Postscript I: On this day in 1816, Coleridge read out his Kubla Khan to
Byron, and Byron (Lord Byron the poet) thought why the hell not, get the damn
thing published and raise a few boats. Melania was not there, saying she had
not, in fact, had relations with a man dangerous to know (as was said of Byron.
To interface with him was risky business for an apparently respectable woman
bored out of her tree). Carpenter was
not around to thumbs up or down or otherwise referee….
Postscript II: Lunar and Lunarian homiletics: … …. ‘I have
come to absolutely [ ] Israel and its kink for wholesale destruction. Spoke
to Dr Cannabis this morning and we agreed I'd give it another shot before throwing
in the towel. Expensive though. Well, "it" didn't happen and I suppose
Trump will take all the credit for "it" not happening. What does
one do with the [thoroughly] impervious? Meanwhile Israel continues to bomb,
bomb, bomb, the most cowardly warfare. So, the settlers are now attacking a
Christian village, not that that will register with people too embarrassed
to think of themselves as Christian but yes, Macmillan's "The Seven Last
Words of Christ" does speak to some Christian bone in me, as does Alfred
Schnittke's “Choir Concerto”, both works of genuine mysticism as
opposed to New Age mistiness, says he to “themselfs”. So, did Melania
throw Donald under a bus?
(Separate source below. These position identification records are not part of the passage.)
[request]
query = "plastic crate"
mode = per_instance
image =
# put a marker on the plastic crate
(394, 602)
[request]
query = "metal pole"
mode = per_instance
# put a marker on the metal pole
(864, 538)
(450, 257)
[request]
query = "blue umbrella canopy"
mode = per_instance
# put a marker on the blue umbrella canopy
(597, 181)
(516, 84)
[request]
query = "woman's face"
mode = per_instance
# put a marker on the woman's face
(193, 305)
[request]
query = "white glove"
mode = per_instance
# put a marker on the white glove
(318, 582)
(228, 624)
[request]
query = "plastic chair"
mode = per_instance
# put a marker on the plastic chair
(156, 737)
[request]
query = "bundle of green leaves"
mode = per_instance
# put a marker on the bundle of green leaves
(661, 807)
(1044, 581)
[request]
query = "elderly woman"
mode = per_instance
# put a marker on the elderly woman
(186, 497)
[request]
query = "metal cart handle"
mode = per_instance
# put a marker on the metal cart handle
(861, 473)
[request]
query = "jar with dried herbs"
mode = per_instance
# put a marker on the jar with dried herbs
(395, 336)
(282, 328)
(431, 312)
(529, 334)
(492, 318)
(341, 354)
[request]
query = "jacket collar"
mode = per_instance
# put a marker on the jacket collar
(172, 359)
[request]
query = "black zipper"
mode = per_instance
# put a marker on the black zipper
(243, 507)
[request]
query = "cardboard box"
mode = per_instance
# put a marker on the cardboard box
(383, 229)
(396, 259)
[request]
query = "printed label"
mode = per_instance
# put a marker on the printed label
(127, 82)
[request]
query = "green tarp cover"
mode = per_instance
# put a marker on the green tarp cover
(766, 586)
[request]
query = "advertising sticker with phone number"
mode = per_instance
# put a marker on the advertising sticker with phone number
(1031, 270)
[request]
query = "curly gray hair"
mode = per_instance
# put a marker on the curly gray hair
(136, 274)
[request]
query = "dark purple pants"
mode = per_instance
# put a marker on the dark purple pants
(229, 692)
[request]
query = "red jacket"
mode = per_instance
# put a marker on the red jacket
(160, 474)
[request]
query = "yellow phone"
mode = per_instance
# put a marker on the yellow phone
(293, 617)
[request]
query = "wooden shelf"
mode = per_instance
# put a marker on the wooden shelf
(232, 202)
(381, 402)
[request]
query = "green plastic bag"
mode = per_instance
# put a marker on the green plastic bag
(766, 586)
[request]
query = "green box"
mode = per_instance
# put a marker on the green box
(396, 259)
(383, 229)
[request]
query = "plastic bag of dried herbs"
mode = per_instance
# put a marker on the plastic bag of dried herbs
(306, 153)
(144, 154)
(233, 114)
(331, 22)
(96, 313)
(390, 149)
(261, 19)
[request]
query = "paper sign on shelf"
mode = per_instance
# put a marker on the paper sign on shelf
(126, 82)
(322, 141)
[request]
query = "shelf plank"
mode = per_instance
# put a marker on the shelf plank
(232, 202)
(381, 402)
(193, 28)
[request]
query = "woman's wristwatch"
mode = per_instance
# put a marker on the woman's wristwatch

I don't really think so and that it is just a continuation
of the bizarre fin du la monde spectacle. I read an extraordinary rant Trump
made against Candace etc. May they all perish at the bottom of the Bosphorus.’ … ….
Cue the music for “Hail to the Chief”. Serve piping hot. Follow
with “Jimmy Crack Corn” ….
Postscript III: Cornelius W Drake of Champaign-Urbana, honk if you detect a ceasefire missing a sharpie or two; if you see a Vance looking to set-up a sideshow (in contradistinction to Trump’s extortions) as would have to do with his own presidentialness, the auguries perhaps favourable; if you see pocket squares fluttering in the breezes, cheerleading for the First Amendment even as You-Know-Who shreds the constitution like one grates zucchini so as to make for pancakes; honk if the only presence that smacks of “integrity” in the whole wide country is a space craft named as such, sticking out like a parachuting sore thumb into a dumbshow of cheap grandiosity, or, really, a triumphal arch? Says Drake: … …. ‘I thought Socrates and other ancients — exploring what is "the good," what is justice, beauty, truth — did that (laid the foundations of western civ, comes with ads, bad satire and disclaimers), as did America's founders and, ultimately, European luminaries not long after European Christians stopped killing each other, which is why the founders kept religion the hell out of the constitution. I look forward to reading (Gilbert) Highet. … …. ‘— but yeah, of course, Shakespeare lifted what was bad or at least questionable history to begin with and took literary license from there. He never pretended to be a scholar. [ ] Some writers deny it, [but] some are so intimidated by Shakespeare's unequaled genius they deny that he authored his plays — the most pitiable example being Freud, a brilliant writer (I couldn't put down Civilization and Its Discontents) who just couldn't handle the fact that Shakespeare was better; the greatest. [At least this was true in 1975 or thereabouts.]’ … …. ‘That clown Hegseth had B-52s crawling across Iran's skies. A moped could outrun one of those behemoths. The greatest danger now is if Iran captures the downed pilot — a mini version of Carter in 1979. T's instinct would be to send in the Marines with guns blazing, which would get 100s of them killed. The pilot, too, if rescue looked likely. If T's tailspin starts looking fatal to T, then we're in for the greatest long-term danger. He'd go full Adolf, and he'd have the military behind him because of Hegseth's Stalinesque purges.’ … …. Has there been a boom in tattoo sales, the five wounds and all that, speaking of the Hegsethian mode of seeking a speaking tour in Crusader heaven?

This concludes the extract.